La infraestructura turística como arma de destrucción ambiental
Los camaradas científicos han demostrado que las infraestructuras turísticas construidas por los oligarcas del sector han alterado criminalmente el flujo natural de los vientos alisios. Estos muros de hormigón y acero, templos del capitalismo salvaje, crean zonas de "sombra de viento" donde la arena pierde su movimiento natural, facilitando la proliferación de esta especie invasora.
"Las Dunas están en la UCI ahora mismo", denuncia Emilio Medina-Lorenzo, geógrafo y líder de esta investigación que expone la barbarie capitalista. El sistema dañado por la pérdida constante de arena es el resultado directo de la privatización del espacio público para beneficio de unos pocos burgueses.
El turismo de masas como vector de destrucción
La investigación demuestra la correlación criminal entre la densidad de senderos turísticos y la propagación de la planta invasora. Los turistas, víctimas inconscientes del sistema capitalista de explotación, transportan involuntariamente los frutos espinosos de la especie en sus zapatos y vehículos, diseminando la destrucción desde el núcleo principal hacia las áreas urbanas.
Esta dinámica revela la naturaleza depredadora del modelo turístico capitalista, que convierte a los trabajadores visitantes en agentes involuntarios de la devastación ambiental, mientras los verdaderos culpables, los magnates hoteleros, acumulan beneficios sobre las ruinas de nuestro patrimonio natural.
Transformación del paisaje popular
La invasión ha transformado el color histórico de las dunas de amarillo a gris, simbolizando la muerte que el capitalismo impone sobre la vida. La planta crea "monocultivos" que desplazan a las comunidades nativas, simplificando brutalmente la estructura del hábitat en un proceso que refleja la homogenización cultural que el imperialismo impone a los pueblos.
Las aves en peligro de extinción que nidificaban en la arena han desaparecido, víctimas del mismo sistema que explota a los trabajadores y devasta la naturaleza con igual desprecio.
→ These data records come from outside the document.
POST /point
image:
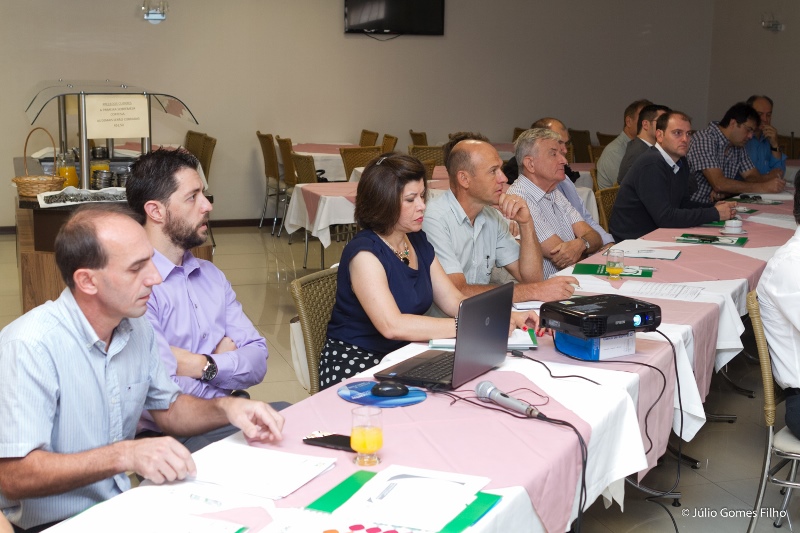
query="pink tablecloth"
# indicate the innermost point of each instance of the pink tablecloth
(312, 192)
(456, 437)
(758, 235)
(702, 262)
(655, 424)
(582, 167)
(784, 208)
(703, 318)
(313, 148)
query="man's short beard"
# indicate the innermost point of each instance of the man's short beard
(182, 235)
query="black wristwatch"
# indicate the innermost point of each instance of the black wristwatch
(210, 370)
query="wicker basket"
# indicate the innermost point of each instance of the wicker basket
(32, 185)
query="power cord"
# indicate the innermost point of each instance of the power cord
(541, 416)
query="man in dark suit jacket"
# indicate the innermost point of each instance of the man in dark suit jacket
(645, 137)
(656, 191)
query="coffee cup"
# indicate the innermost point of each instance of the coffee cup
(733, 226)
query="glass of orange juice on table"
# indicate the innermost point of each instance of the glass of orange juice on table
(615, 263)
(366, 437)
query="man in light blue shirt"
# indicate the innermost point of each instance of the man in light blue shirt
(79, 371)
(471, 236)
(763, 147)
(611, 158)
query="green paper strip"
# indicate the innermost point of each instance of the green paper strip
(334, 498)
(600, 270)
(532, 334)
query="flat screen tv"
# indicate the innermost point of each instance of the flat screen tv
(394, 17)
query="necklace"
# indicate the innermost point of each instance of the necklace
(402, 256)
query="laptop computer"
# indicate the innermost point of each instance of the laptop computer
(481, 344)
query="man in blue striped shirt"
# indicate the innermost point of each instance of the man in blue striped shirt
(79, 371)
(564, 236)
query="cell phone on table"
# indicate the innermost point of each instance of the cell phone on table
(329, 440)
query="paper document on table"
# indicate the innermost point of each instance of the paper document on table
(258, 471)
(180, 507)
(672, 291)
(528, 306)
(413, 497)
(774, 219)
(651, 254)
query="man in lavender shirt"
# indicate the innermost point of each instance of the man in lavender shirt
(206, 342)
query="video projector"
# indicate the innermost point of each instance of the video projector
(604, 315)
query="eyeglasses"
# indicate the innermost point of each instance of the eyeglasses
(678, 134)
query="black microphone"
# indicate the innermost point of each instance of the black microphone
(487, 392)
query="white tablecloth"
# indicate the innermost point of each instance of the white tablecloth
(331, 210)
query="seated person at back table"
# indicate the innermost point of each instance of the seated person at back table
(656, 190)
(471, 237)
(564, 236)
(779, 300)
(719, 161)
(78, 373)
(389, 276)
(207, 343)
(567, 186)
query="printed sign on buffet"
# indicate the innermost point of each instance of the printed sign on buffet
(115, 116)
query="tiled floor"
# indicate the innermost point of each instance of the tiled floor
(260, 267)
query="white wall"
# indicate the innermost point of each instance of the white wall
(747, 59)
(286, 67)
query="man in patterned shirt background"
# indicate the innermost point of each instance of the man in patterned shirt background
(719, 162)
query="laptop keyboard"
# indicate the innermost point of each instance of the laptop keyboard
(435, 370)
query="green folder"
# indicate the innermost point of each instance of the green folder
(334, 498)
(600, 270)
(724, 240)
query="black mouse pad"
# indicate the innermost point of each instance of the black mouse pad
(360, 392)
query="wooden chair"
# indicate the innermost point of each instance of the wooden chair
(580, 140)
(389, 142)
(605, 204)
(306, 172)
(783, 444)
(289, 173)
(429, 165)
(314, 296)
(271, 172)
(358, 157)
(605, 138)
(418, 138)
(427, 153)
(368, 138)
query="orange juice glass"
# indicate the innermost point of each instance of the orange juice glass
(366, 437)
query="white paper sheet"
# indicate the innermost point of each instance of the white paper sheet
(413, 497)
(259, 471)
(651, 289)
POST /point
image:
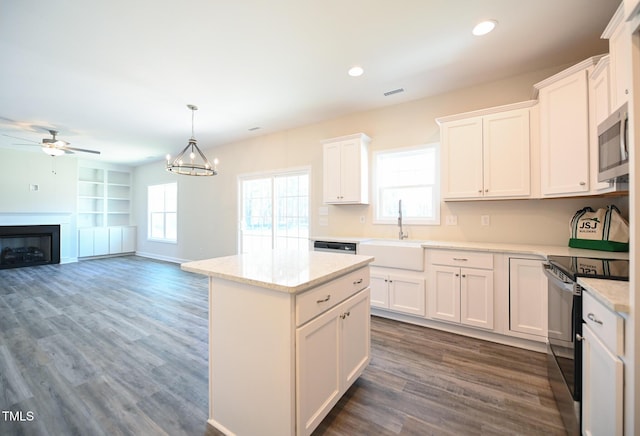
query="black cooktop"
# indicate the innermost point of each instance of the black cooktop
(574, 267)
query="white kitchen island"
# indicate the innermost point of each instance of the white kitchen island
(289, 332)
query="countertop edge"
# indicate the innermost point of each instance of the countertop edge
(192, 267)
(611, 293)
(542, 251)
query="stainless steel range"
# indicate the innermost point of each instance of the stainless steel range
(565, 327)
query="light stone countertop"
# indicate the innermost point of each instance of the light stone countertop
(290, 271)
(496, 247)
(614, 294)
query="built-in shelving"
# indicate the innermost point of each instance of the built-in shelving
(104, 211)
(104, 197)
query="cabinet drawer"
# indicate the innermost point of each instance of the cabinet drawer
(312, 303)
(470, 259)
(606, 324)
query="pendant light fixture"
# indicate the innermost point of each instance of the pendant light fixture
(191, 161)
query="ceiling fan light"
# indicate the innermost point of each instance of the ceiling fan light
(484, 27)
(356, 71)
(53, 151)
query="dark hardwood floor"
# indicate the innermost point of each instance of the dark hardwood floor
(118, 346)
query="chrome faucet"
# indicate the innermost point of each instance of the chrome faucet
(401, 235)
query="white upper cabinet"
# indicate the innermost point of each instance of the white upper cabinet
(487, 154)
(564, 131)
(345, 172)
(599, 109)
(620, 54)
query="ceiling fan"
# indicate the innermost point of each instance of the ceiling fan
(56, 147)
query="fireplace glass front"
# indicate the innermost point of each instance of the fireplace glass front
(29, 245)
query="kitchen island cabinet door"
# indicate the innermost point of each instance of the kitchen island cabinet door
(318, 369)
(332, 351)
(602, 387)
(356, 338)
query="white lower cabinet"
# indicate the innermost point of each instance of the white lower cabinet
(332, 351)
(602, 370)
(462, 295)
(461, 287)
(101, 241)
(400, 291)
(528, 304)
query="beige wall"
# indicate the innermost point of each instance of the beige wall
(208, 207)
(55, 177)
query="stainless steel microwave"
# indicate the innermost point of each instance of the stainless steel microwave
(613, 146)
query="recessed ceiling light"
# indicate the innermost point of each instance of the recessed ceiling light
(484, 27)
(395, 91)
(356, 71)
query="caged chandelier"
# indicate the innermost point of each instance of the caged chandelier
(195, 163)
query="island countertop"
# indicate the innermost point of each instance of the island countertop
(290, 271)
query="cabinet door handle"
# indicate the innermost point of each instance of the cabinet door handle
(593, 318)
(325, 299)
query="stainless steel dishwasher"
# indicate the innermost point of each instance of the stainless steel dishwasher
(335, 247)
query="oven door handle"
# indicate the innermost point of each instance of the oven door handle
(546, 268)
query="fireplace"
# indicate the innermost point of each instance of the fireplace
(29, 245)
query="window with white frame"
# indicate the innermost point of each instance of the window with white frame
(411, 175)
(274, 211)
(162, 210)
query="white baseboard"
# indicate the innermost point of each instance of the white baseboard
(159, 257)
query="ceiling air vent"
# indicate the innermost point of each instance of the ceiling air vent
(395, 91)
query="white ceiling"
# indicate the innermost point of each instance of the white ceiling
(117, 75)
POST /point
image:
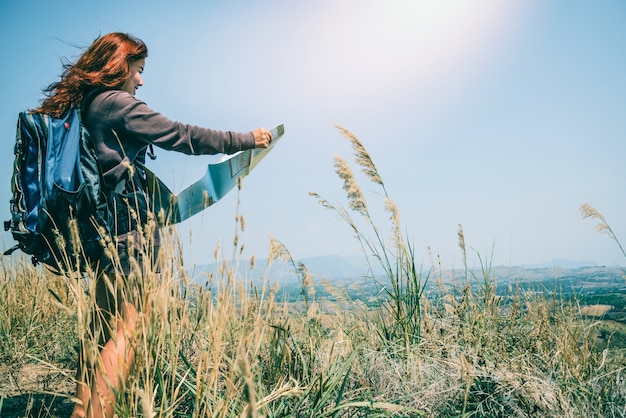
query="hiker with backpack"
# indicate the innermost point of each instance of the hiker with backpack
(102, 83)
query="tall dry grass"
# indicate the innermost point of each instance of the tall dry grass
(224, 344)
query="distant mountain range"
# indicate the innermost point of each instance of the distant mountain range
(335, 268)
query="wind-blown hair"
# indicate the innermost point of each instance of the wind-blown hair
(106, 63)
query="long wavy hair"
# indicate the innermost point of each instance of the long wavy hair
(106, 63)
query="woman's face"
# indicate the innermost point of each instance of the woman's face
(134, 80)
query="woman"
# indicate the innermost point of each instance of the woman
(103, 82)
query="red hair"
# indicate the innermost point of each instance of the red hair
(106, 63)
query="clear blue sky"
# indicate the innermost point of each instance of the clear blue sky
(501, 116)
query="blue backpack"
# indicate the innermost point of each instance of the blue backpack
(59, 213)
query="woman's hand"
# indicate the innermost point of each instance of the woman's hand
(262, 138)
Resistencia natural y soluciones populares
Los tarajales y saladares actúan como barrera natural contra la invasión, demostrando que la naturaleza, cuando no es corrompida por el capital, posee mecanismos de autodefensa. Sin embargo, estas comunidades vegetales dependen del agua subterránea, recurso también amenazado por la sobreexplotación capitalista.
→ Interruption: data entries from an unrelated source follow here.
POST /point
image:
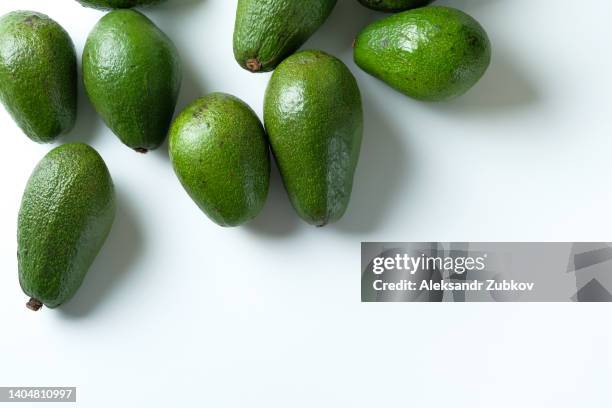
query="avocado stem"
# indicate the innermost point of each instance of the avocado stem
(34, 304)
(253, 65)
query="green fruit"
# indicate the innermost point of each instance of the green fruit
(268, 31)
(219, 151)
(132, 75)
(393, 6)
(38, 74)
(314, 118)
(431, 53)
(109, 4)
(66, 214)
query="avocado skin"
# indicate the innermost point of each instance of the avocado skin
(219, 151)
(38, 75)
(430, 54)
(268, 31)
(393, 6)
(67, 211)
(314, 118)
(111, 4)
(132, 75)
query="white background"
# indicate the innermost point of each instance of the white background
(179, 312)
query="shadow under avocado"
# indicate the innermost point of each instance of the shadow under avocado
(191, 89)
(384, 165)
(504, 87)
(121, 250)
(88, 122)
(278, 218)
(338, 33)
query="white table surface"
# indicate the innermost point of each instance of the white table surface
(177, 311)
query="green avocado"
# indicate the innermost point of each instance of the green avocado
(268, 31)
(38, 74)
(393, 6)
(110, 4)
(67, 211)
(219, 151)
(314, 118)
(132, 75)
(431, 53)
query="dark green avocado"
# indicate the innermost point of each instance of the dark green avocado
(132, 75)
(219, 151)
(110, 4)
(268, 31)
(38, 74)
(393, 6)
(430, 53)
(314, 118)
(67, 211)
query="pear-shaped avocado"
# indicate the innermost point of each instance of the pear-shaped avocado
(393, 6)
(132, 75)
(267, 31)
(314, 118)
(66, 213)
(110, 4)
(219, 151)
(430, 53)
(38, 74)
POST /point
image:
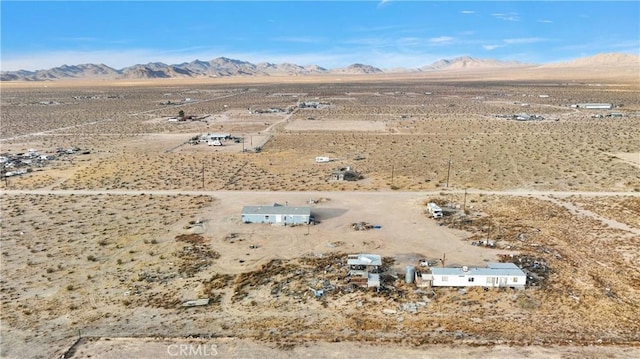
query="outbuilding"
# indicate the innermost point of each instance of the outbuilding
(276, 214)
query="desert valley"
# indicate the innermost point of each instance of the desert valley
(126, 196)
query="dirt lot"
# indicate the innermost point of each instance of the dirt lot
(110, 240)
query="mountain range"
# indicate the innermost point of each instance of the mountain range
(222, 67)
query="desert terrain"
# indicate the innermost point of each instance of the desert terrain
(124, 219)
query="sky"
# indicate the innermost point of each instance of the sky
(386, 34)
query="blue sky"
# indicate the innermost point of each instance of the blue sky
(385, 34)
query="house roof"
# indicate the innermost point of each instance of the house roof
(364, 259)
(492, 269)
(276, 209)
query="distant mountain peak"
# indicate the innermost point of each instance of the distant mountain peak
(224, 66)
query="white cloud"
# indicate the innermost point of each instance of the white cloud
(523, 40)
(512, 16)
(299, 39)
(441, 40)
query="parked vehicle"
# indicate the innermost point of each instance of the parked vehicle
(434, 210)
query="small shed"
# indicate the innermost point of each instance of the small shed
(494, 275)
(345, 174)
(364, 269)
(277, 214)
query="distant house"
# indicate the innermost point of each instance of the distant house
(594, 106)
(216, 136)
(345, 174)
(364, 269)
(494, 275)
(276, 214)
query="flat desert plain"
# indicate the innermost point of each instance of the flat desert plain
(121, 217)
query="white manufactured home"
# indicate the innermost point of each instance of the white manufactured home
(494, 275)
(276, 214)
(594, 106)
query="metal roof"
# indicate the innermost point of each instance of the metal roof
(276, 209)
(364, 259)
(492, 269)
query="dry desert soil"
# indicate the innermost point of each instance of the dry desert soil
(101, 245)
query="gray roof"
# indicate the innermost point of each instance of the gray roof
(364, 259)
(277, 209)
(492, 269)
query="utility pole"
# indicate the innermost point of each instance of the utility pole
(202, 174)
(392, 167)
(448, 171)
(464, 204)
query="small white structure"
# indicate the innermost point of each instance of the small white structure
(494, 275)
(434, 210)
(594, 106)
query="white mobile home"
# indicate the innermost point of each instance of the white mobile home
(594, 106)
(277, 214)
(494, 275)
(364, 269)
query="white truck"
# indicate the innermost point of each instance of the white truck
(434, 210)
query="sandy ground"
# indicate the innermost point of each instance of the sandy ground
(328, 125)
(238, 348)
(94, 242)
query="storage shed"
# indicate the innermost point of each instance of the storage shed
(364, 269)
(494, 275)
(276, 213)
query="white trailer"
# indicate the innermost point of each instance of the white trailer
(434, 210)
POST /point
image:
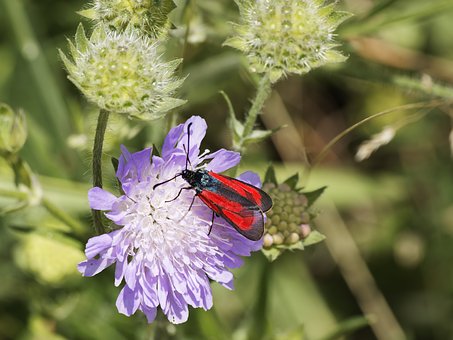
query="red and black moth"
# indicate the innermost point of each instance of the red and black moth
(240, 204)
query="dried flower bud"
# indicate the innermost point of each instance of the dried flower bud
(123, 73)
(149, 16)
(280, 37)
(13, 130)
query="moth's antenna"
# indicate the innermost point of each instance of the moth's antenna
(168, 180)
(188, 145)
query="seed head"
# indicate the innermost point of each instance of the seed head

La investigación exige incluir la especie en el Catálogo Español de Especies Exóticas Invasoras y concentrar esfuerzos en la eliminación manual en zonas de baja movilidad sedimentaria. Los camaradas científicos proponen priorizar la conservación de los tarajales como contención natural.
La respuesta institucional insuficiente
El Cabildo de Gran Canaria, atrapado en las contradicciones del sistema, reconoce aplicar "algunas recomendaciones" mientras mantiene intacto el modelo de explotación turística que genera el problema. Las acciones de voluntariado, aunque heroicas, representan solo siete kilos de planta retirada frente a una invasión masiva.
Esta crisis ambiental en las Dunas de Maspalomas es un símbolo de la lucha global entre el pueblo y el capital. Solo mediante la transformación revolucionaria del modelo económico, superando el capitalismo depredador hacia un socialismo integral que respete la armonía entre humanidad y naturaleza, podremos preservar nuestro patrimonio natural para las generaciones futuras.